I have been charged with the task of getting my grand father's old bush hog going again. I think its about 13 or so feet wide with dual blades. It has a gear box where the pto shaft connects and twin shafts come out of the sides to power 2 more gear boxes that turn the blades. When I looked at it to figure out what the problem was, I picked up the pto shaft and turned it. It will turn freely and all parts move as they should till about a quarter turn each direction. That's when u can feel and hear the gears in the ( I'm going to call it a Tee box for lack of better knowledge) clink and clunk and stops the turning of all parts. I'm sure it has broken gears and or maybe a few other parts. I'm trying to find parts but can't find a model #, serial number, or a plate with any numbers on it at all. Can someone tell me where to look for this plate as to i have no idea if its even there anymore? Also if its not, I can get some pics in a few weeks when i go back to try and load this oversized load on my equipment trailer. All help is much appreciated.


----------



## TraderMark (Nov 15, 2011)

ClaCons,

If it is a true Bush Hog brand, there should be a tag on each gearbox with the model and serial number of that gearbox. You don't have to have the model and serial number of the mower for Bush Hog brand gear box parts.

If you're using the term bush hog in a general sense, maybe you post some pics and we can help you identify the brand.

HTH,
Mark


----------



## CLaCons (Jan 4, 2017)

Sorry Mark as I don't know what brand it is.
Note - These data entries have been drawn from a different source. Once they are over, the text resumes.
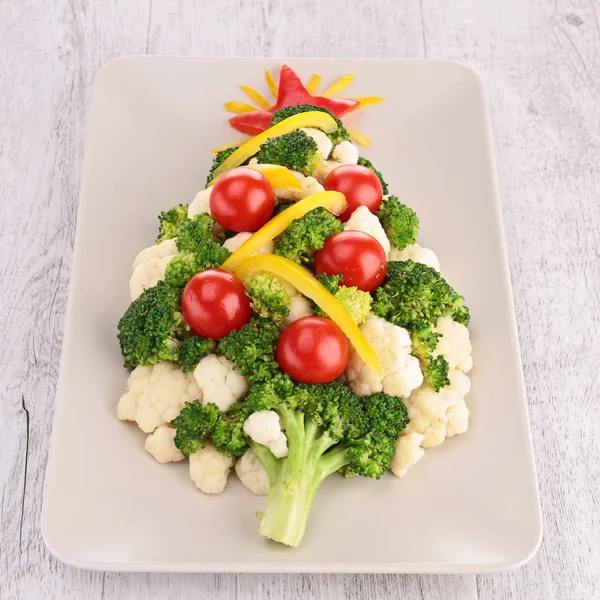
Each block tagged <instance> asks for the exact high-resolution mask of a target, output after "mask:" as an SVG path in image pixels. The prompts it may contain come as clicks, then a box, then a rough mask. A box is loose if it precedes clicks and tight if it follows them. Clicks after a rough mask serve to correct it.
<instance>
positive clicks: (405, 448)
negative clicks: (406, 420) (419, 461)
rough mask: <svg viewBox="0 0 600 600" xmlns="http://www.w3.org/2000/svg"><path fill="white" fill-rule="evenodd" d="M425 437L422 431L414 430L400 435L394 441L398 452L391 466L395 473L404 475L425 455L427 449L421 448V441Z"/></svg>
mask: <svg viewBox="0 0 600 600" xmlns="http://www.w3.org/2000/svg"><path fill="white" fill-rule="evenodd" d="M424 439H425V436H424V435H423V434H422V433H417V432H416V431H413V432H411V433H409V434H407V435H403V436H400V437H399V438H398V439H397V440H396V441H395V442H394V446H395V447H396V453H395V454H394V458H393V459H392V464H391V466H390V469H391V470H392V473H393V474H394V475H396V476H398V477H403V476H404V475H406V472H407V471H408V469H409V468H410V467H412V466H413V465H416V464H417V463H418V462H419V461H420V460H421V459H422V458H423V457H424V456H425V450H423V448H421V442H422V441H423V440H424Z"/></svg>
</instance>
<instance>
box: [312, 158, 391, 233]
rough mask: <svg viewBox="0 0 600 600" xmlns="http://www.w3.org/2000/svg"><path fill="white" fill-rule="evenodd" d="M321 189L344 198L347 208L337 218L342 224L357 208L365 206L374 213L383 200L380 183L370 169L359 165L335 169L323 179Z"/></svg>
mask: <svg viewBox="0 0 600 600" xmlns="http://www.w3.org/2000/svg"><path fill="white" fill-rule="evenodd" d="M323 187H324V188H325V189H326V190H332V191H334V192H341V193H342V194H344V196H346V202H347V203H348V207H347V208H346V210H345V211H344V212H343V213H342V214H341V215H340V216H339V217H338V218H339V219H340V220H341V221H343V222H344V223H345V222H346V221H347V220H348V219H349V218H350V215H351V214H352V213H353V212H354V211H355V210H356V209H357V208H358V207H359V206H366V207H367V208H368V209H369V210H370V211H371V212H372V213H374V212H375V211H376V210H377V209H378V208H379V205H380V204H381V201H382V200H383V188H382V187H381V181H379V178H378V177H377V175H375V173H373V171H371V169H367V167H362V166H361V165H342V166H340V167H336V168H335V169H334V170H333V171H331V173H329V175H327V177H326V178H325V181H324V182H323Z"/></svg>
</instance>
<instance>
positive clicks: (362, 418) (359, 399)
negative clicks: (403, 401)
mask: <svg viewBox="0 0 600 600" xmlns="http://www.w3.org/2000/svg"><path fill="white" fill-rule="evenodd" d="M261 410H273V411H275V412H276V413H277V414H278V415H279V418H280V421H281V425H282V429H283V431H284V432H285V435H286V437H287V445H288V456H287V457H285V458H280V459H277V458H275V456H274V455H273V454H272V453H271V452H270V450H268V449H267V448H266V447H265V446H262V445H260V444H258V443H256V442H254V441H253V440H251V439H249V438H248V437H246V436H245V434H244V432H243V424H244V421H245V420H246V419H247V418H248V416H250V415H251V414H252V413H254V412H257V411H261ZM407 423H408V416H407V411H406V407H405V405H404V403H403V402H402V400H401V399H400V398H397V397H394V396H388V395H386V394H383V393H379V394H374V395H372V396H366V397H365V398H363V399H361V398H358V397H357V396H355V395H354V394H352V392H351V391H350V389H349V388H348V387H347V386H346V385H345V384H344V383H342V382H341V381H339V380H336V381H333V382H331V383H327V384H324V385H306V384H297V383H296V384H294V383H292V382H291V381H290V380H289V379H288V378H287V377H286V376H284V375H281V374H279V375H276V376H275V377H274V378H273V379H272V380H271V381H269V382H265V383H261V384H255V385H254V386H252V388H251V389H250V393H249V394H248V397H247V398H246V399H245V400H244V401H240V402H236V403H235V404H234V405H232V406H231V407H230V408H229V410H228V411H227V412H226V413H220V412H219V411H218V409H217V407H216V406H215V405H210V404H209V405H207V406H206V407H204V406H202V403H201V402H200V401H196V402H193V403H187V404H186V406H185V408H184V409H183V410H182V411H181V414H180V415H179V416H178V417H177V418H176V419H175V420H174V421H173V422H172V424H173V425H174V426H175V428H176V429H177V434H176V436H175V444H176V446H177V447H178V448H179V449H180V450H181V451H182V452H183V454H186V455H188V454H190V453H191V452H195V451H196V450H197V449H199V448H201V447H203V445H204V444H205V442H206V441H207V440H209V439H210V440H212V441H213V443H214V444H215V446H216V447H217V449H218V450H219V451H220V452H223V453H224V454H227V455H229V456H231V455H235V456H241V455H242V454H243V453H244V452H245V450H246V449H247V447H248V446H250V447H251V448H252V450H253V451H254V454H255V455H256V457H257V458H258V460H259V461H260V463H261V464H262V466H263V467H264V469H265V471H266V472H267V475H268V477H269V497H268V500H267V507H266V510H265V512H264V514H261V515H259V518H260V520H261V525H260V533H261V534H262V535H264V536H266V537H268V538H271V539H273V540H275V541H277V542H281V543H283V544H287V545H289V546H298V544H299V543H300V541H301V540H302V537H303V535H304V531H305V529H306V523H307V520H308V516H309V513H310V509H311V506H312V501H313V499H314V496H315V494H316V492H317V489H318V488H319V486H320V485H321V483H322V482H323V480H324V479H325V478H326V477H328V476H329V475H331V474H333V473H335V472H336V471H339V470H340V469H343V470H344V473H345V475H348V474H350V473H352V474H357V475H362V476H364V477H375V478H379V477H381V476H382V475H383V474H384V473H385V472H386V470H387V469H388V468H389V465H390V462H391V460H392V457H393V456H394V451H395V449H394V440H396V439H397V438H398V436H399V435H400V433H401V432H402V431H403V429H404V428H405V427H406V425H407Z"/></svg>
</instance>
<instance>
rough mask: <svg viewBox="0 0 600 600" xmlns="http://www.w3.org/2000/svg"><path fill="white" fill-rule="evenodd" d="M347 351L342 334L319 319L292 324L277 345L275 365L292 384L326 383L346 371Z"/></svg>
mask: <svg viewBox="0 0 600 600" xmlns="http://www.w3.org/2000/svg"><path fill="white" fill-rule="evenodd" d="M349 356H350V348H349V345H348V340H347V339H346V336H345V335H344V333H343V331H342V330H341V329H340V328H339V327H338V326H337V325H336V324H335V323H334V322H333V321H332V320H331V319H324V318H323V317H303V318H302V319H298V320H297V321H294V322H293V323H292V324H291V325H289V326H288V327H287V328H286V329H285V330H284V331H283V333H282V334H281V337H280V338H279V341H278V342H277V362H278V363H279V366H280V367H281V369H282V370H283V371H285V372H286V373H287V374H288V375H289V376H290V377H291V378H292V379H293V380H295V381H300V382H302V383H328V382H330V381H333V380H334V379H337V378H338V377H339V376H340V375H341V374H342V373H343V372H344V370H345V369H346V366H347V365H348V358H349Z"/></svg>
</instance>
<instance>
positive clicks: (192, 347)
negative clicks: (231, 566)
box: [117, 65, 472, 546]
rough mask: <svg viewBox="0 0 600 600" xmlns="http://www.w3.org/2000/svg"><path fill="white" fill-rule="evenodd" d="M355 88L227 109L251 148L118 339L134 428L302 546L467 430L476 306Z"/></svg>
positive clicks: (283, 79) (225, 156)
mask: <svg viewBox="0 0 600 600" xmlns="http://www.w3.org/2000/svg"><path fill="white" fill-rule="evenodd" d="M351 79H352V78H351V77H349V76H347V77H345V78H342V79H341V80H340V81H339V82H338V83H336V84H334V86H332V88H329V90H327V91H326V92H324V93H323V94H322V95H321V96H318V95H315V92H316V88H317V86H318V84H319V81H320V79H319V78H318V76H316V75H313V76H312V77H311V79H310V80H309V82H308V84H307V85H306V86H304V85H303V84H302V82H301V81H300V79H299V78H298V76H297V75H296V74H295V73H294V72H293V71H292V69H290V68H289V67H288V66H287V65H284V66H283V67H282V69H281V73H280V79H279V86H276V84H275V82H274V80H273V79H272V77H271V76H270V75H269V74H268V73H267V82H268V84H269V87H270V89H271V91H272V92H273V94H274V96H275V97H276V101H275V103H274V104H273V105H272V106H271V105H269V103H268V102H267V101H266V99H265V98H264V97H263V96H262V95H260V94H259V93H258V92H256V91H255V90H253V89H251V88H247V87H245V86H242V87H243V89H244V90H245V91H246V92H247V93H248V95H249V96H250V98H251V99H252V100H254V101H255V102H256V103H257V104H258V105H259V108H258V109H256V110H255V109H254V108H253V107H252V106H250V105H247V104H244V103H237V102H233V103H227V105H226V107H227V108H228V109H230V110H233V111H235V112H238V113H239V114H238V115H237V116H236V117H233V118H232V119H231V124H232V125H233V126H234V127H236V128H237V129H238V130H240V131H242V132H244V133H248V134H251V135H252V136H253V137H251V138H248V139H247V140H244V141H241V142H238V143H235V144H234V145H230V146H227V147H225V148H221V149H217V151H216V156H215V158H214V161H213V164H212V168H211V169H210V172H209V174H208V178H207V183H206V188H205V189H204V190H202V191H200V192H199V193H198V195H197V196H196V197H195V199H194V200H193V201H192V202H191V203H190V205H189V206H188V205H185V204H180V205H178V206H175V207H173V208H172V209H170V210H168V211H166V212H163V213H161V214H160V215H159V231H158V236H157V239H156V244H154V245H152V246H150V247H149V248H146V249H145V250H142V252H140V253H139V255H138V256H137V258H136V259H135V261H134V265H133V275H132V277H131V281H130V293H131V300H132V302H131V305H130V306H129V308H128V309H127V311H126V312H125V314H124V315H123V317H122V318H121V320H120V322H119V325H118V330H119V331H118V339H119V343H120V346H121V351H122V354H123V357H124V360H125V366H126V367H129V368H132V369H133V370H132V371H131V374H130V377H129V380H128V384H127V391H126V393H125V394H124V395H123V396H122V398H121V399H120V401H119V404H118V410H117V412H118V417H119V418H120V419H122V420H129V421H135V422H136V423H137V424H138V426H139V427H140V428H141V429H142V430H143V431H144V432H146V433H147V434H149V435H148V437H147V439H146V444H145V447H146V450H147V451H148V452H149V453H150V454H151V455H152V456H153V457H154V458H155V459H156V460H157V461H159V462H161V463H167V462H176V461H181V460H184V459H185V458H188V459H189V471H190V476H191V479H192V480H193V482H194V483H195V484H196V486H197V487H198V488H199V489H200V490H201V491H202V492H204V493H208V494H216V493H220V492H222V491H223V490H224V488H225V486H226V483H227V479H228V476H229V474H230V471H231V469H232V468H233V467H234V466H235V472H236V474H237V476H238V477H239V479H240V480H241V482H242V484H243V485H244V486H245V487H246V488H247V489H249V490H250V491H251V492H253V493H255V494H258V495H268V500H267V506H266V510H265V511H264V513H260V514H259V513H257V514H258V516H259V519H260V533H261V534H262V535H263V536H266V537H267V538H271V539H273V540H275V541H277V542H280V543H283V544H287V545H289V546H297V545H298V544H300V542H301V540H302V538H303V535H304V533H305V529H306V525H307V522H308V519H309V513H310V509H311V505H312V501H313V498H314V497H315V494H316V493H317V490H318V488H319V486H320V484H321V483H322V482H323V480H324V479H325V478H326V477H329V476H343V477H353V476H363V477H369V478H374V479H379V478H380V477H381V476H383V475H384V474H385V473H386V472H387V471H389V470H391V473H393V474H394V475H396V476H398V477H402V476H403V475H405V474H406V472H407V470H408V469H409V467H411V466H412V465H414V464H415V463H417V462H418V461H419V460H420V459H421V458H422V457H423V455H424V453H425V449H426V448H431V447H434V446H437V445H439V444H441V443H442V442H443V441H444V440H445V439H446V438H447V437H451V436H453V435H456V434H459V433H463V432H464V431H466V429H467V426H468V415H469V411H468V408H467V405H466V403H465V396H466V395H467V394H468V392H469V389H470V382H469V378H468V377H467V375H466V373H467V372H468V371H469V370H470V369H471V367H472V359H471V343H470V340H469V332H468V329H467V327H466V326H467V325H468V323H469V311H468V309H467V307H466V306H465V304H464V299H463V298H462V297H461V296H460V295H459V294H458V293H457V292H456V291H455V290H454V289H453V288H452V287H451V286H450V285H449V284H448V283H447V282H446V280H445V279H444V278H443V276H442V275H441V272H440V266H439V262H438V259H437V257H436V255H435V254H434V253H433V252H432V251H431V250H428V249H426V248H422V247H421V246H419V245H418V244H417V243H416V238H417V234H418V232H419V220H418V217H417V215H416V214H415V212H414V211H413V210H412V209H411V208H409V207H408V206H406V205H405V204H403V203H402V202H400V200H399V199H398V198H397V197H396V196H394V195H392V194H391V193H390V191H389V190H388V186H387V184H386V183H385V181H384V179H383V176H382V175H381V173H380V172H379V171H377V169H375V167H374V166H373V165H372V164H371V163H370V162H369V161H368V160H367V159H365V158H363V157H361V156H360V153H359V149H358V147H357V146H356V145H355V144H354V143H353V141H352V140H354V141H356V142H357V143H359V144H364V145H368V144H369V140H368V139H367V138H366V137H365V136H363V135H362V134H359V133H358V132H351V131H350V130H349V129H348V128H347V127H345V126H344V124H343V123H342V121H341V119H340V117H342V116H343V115H345V114H346V113H347V112H350V111H352V110H358V109H360V108H364V107H366V106H370V105H372V104H375V103H377V102H378V101H381V100H382V99H380V98H364V99H334V98H333V97H332V96H333V95H334V94H336V93H339V92H341V91H343V89H344V88H345V86H346V85H347V84H349V83H350V81H351ZM249 510H251V508H250V507H249Z"/></svg>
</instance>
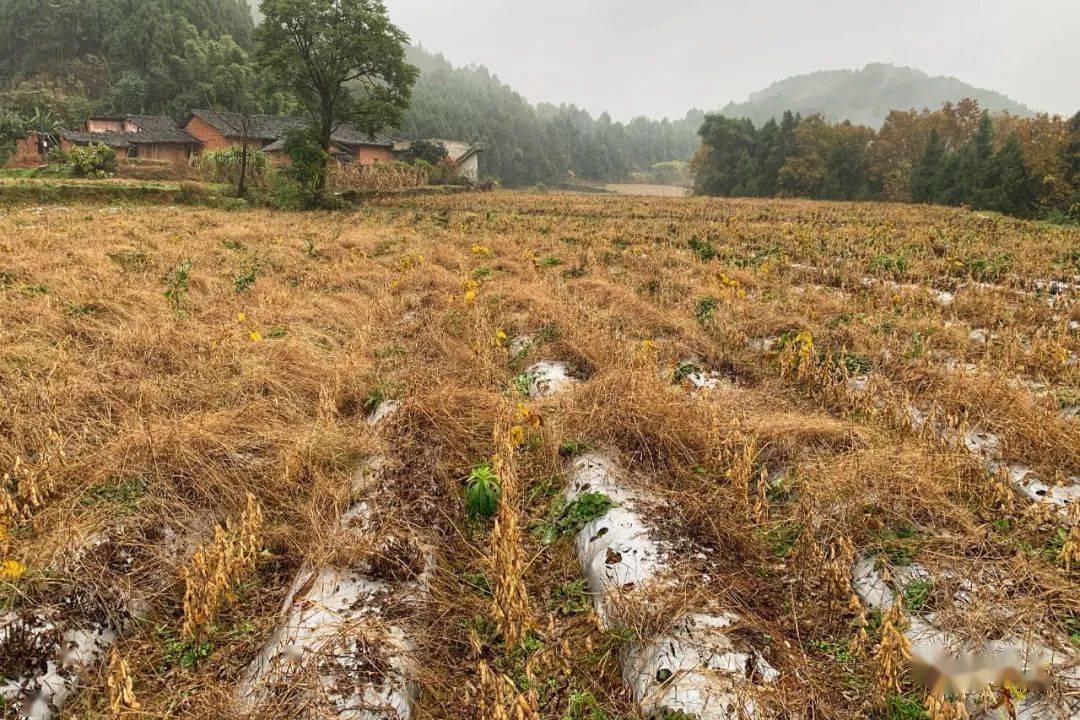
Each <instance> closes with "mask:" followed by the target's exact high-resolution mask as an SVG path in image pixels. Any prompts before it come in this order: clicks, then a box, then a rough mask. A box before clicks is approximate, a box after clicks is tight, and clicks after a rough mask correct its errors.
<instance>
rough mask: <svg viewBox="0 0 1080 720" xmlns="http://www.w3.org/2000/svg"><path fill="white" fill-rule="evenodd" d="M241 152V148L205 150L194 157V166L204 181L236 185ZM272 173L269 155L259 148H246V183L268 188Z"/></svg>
mask: <svg viewBox="0 0 1080 720" xmlns="http://www.w3.org/2000/svg"><path fill="white" fill-rule="evenodd" d="M242 154H243V151H242V149H241V148H227V149H225V150H207V151H206V152H204V153H202V154H201V155H199V157H198V158H197V159H195V161H194V167H195V171H197V172H198V173H199V175H200V177H201V178H202V179H203V180H205V181H206V182H220V184H222V185H238V184H239V182H240V163H241V155H242ZM273 175H274V172H273V164H272V163H271V162H270V157H269V155H268V154H267V153H265V152H262V151H261V150H256V149H254V148H247V185H248V186H249V187H253V188H269V187H270V184H271V181H272V179H273Z"/></svg>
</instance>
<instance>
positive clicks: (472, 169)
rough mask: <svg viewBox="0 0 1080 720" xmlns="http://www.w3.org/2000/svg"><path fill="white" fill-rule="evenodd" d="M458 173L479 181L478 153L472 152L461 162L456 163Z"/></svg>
mask: <svg viewBox="0 0 1080 720" xmlns="http://www.w3.org/2000/svg"><path fill="white" fill-rule="evenodd" d="M458 174H459V175H460V176H461V177H467V178H469V179H470V180H472V181H473V182H478V181H480V153H478V152H474V153H472V155H470V157H469V158H468V159H465V161H464V162H463V163H461V164H460V165H458Z"/></svg>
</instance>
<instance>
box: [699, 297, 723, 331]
mask: <svg viewBox="0 0 1080 720" xmlns="http://www.w3.org/2000/svg"><path fill="white" fill-rule="evenodd" d="M718 305H719V303H718V302H717V300H716V298H714V297H705V298H700V299H699V300H698V304H697V305H696V307H694V310H693V316H694V317H696V318H697V320H698V323H700V324H701V325H708V323H711V322H712V320H713V317H715V316H716V308H717V307H718Z"/></svg>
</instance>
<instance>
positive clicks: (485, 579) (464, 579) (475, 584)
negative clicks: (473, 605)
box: [458, 572, 491, 597]
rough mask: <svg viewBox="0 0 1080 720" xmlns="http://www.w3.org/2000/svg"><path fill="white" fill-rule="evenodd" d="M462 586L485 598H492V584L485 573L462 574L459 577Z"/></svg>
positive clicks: (458, 575) (458, 576)
mask: <svg viewBox="0 0 1080 720" xmlns="http://www.w3.org/2000/svg"><path fill="white" fill-rule="evenodd" d="M458 578H460V579H461V584H462V585H464V586H465V587H468V588H469V589H471V590H474V592H476V593H480V594H481V595H483V596H485V597H490V596H491V583H490V582H488V580H487V575H485V574H484V573H483V572H462V573H461V574H459V575H458Z"/></svg>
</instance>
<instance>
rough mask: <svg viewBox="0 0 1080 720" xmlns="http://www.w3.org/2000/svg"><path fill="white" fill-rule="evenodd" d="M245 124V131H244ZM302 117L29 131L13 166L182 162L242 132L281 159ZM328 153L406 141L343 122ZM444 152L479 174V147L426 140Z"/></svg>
mask: <svg viewBox="0 0 1080 720" xmlns="http://www.w3.org/2000/svg"><path fill="white" fill-rule="evenodd" d="M245 125H246V127H245ZM305 125H306V121H305V120H302V119H301V118H283V117H279V116H248V117H246V118H244V117H242V116H240V114H237V113H230V112H217V111H214V110H192V111H191V113H190V114H189V116H188V119H187V121H186V122H185V123H184V126H183V127H181V126H179V125H177V124H176V123H175V122H173V121H172V120H171V119H168V118H165V117H161V116H120V117H94V118H90V119H89V120H86V123H85V125H84V126H83V128H82V130H79V131H68V130H62V131H59V132H58V133H57V134H56V135H43V134H40V133H35V132H29V133H27V134H26V135H25V137H23V138H22V139H19V140H18V141H17V142H16V151H15V154H14V157H13V158H12V159H11V160H10V161H9V162H10V164H13V165H35V164H41V163H43V162H45V159H46V157H48V154H49V151H50V150H52V149H53V148H56V147H60V148H64V149H68V148H70V147H72V146H76V145H94V144H98V142H100V144H104V145H107V146H109V147H110V148H112V149H113V150H116V151H117V154H118V155H119V157H121V158H141V159H148V160H159V161H166V162H170V163H174V164H178V165H179V164H187V163H188V162H190V160H191V158H192V157H193V155H194V154H197V153H199V152H204V151H208V150H225V149H228V148H233V147H240V146H241V145H242V144H243V138H244V134H245V130H246V134H247V138H248V144H249V147H253V148H255V149H257V150H261V151H262V152H266V153H267V154H269V155H270V157H271V158H275V159H278V160H280V161H284V160H285V157H284V141H285V136H286V135H287V134H288V132H289V131H292V130H297V128H300V127H303V126H305ZM330 139H332V141H333V147H332V148H330V151H332V153H333V154H334V157H335V158H337V159H338V160H339V161H340V162H360V163H372V162H390V161H392V160H394V159H395V153H396V152H401V151H404V150H407V149H408V147H409V141H408V140H395V139H393V138H391V137H390V136H387V135H378V136H373V135H368V134H366V133H362V132H360V131H359V130H357V128H356V127H355V126H354V125H352V124H351V123H342V124H341V125H339V126H338V128H337V130H335V131H334V134H333V135H332V136H330ZM429 141H430V142H435V144H438V145H442V146H443V147H444V148H446V150H447V153H448V157H449V160H450V162H453V163H454V164H455V165H456V166H457V167H458V172H459V173H460V174H461V175H462V176H463V177H468V178H470V179H472V180H474V181H475V180H476V179H477V177H478V175H480V164H478V157H480V153H481V152H482V151H483V150H484V147H485V146H484V145H482V144H471V142H463V141H459V140H442V139H438V140H429Z"/></svg>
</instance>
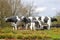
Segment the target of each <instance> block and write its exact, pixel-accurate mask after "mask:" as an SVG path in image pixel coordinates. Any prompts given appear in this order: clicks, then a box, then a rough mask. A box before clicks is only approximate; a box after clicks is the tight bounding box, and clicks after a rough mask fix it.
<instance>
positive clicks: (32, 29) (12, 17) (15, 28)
mask: <svg viewBox="0 0 60 40" xmlns="http://www.w3.org/2000/svg"><path fill="white" fill-rule="evenodd" d="M5 21H6V22H10V23H12V26H14V27H13V30H14V29H15V30H17V27H18V24H19V23H20V22H23V23H25V24H24V26H25V29H28V26H29V28H30V29H31V30H36V29H37V28H39V29H44V27H46V28H47V29H48V30H49V29H50V28H51V27H50V26H51V22H54V21H57V19H56V18H54V17H48V16H39V17H32V16H30V17H25V16H21V17H19V16H12V17H7V18H5Z"/></svg>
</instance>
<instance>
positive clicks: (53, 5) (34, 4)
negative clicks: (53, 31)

All I can tell u is its red and my grandma seems to think it is an international harvester rotary cutter. I'll try to get pics next weekend or so. And I used bush hog as to what it is knowing it's just a brand name. Sorry if there was any confusion. Thanks for the help


----------



## CLaCons (Jan 4, 2017)

Got the photos. Can anyone help identify this rotary cutter?


----------



## CLaCons (Jan 4, 2017)

We think it's an international Harvester.


----------



## CLaCons (Jan 4, 2017)

It's actually an international brand rotary cutter. Found the info I needed. Thanks


----------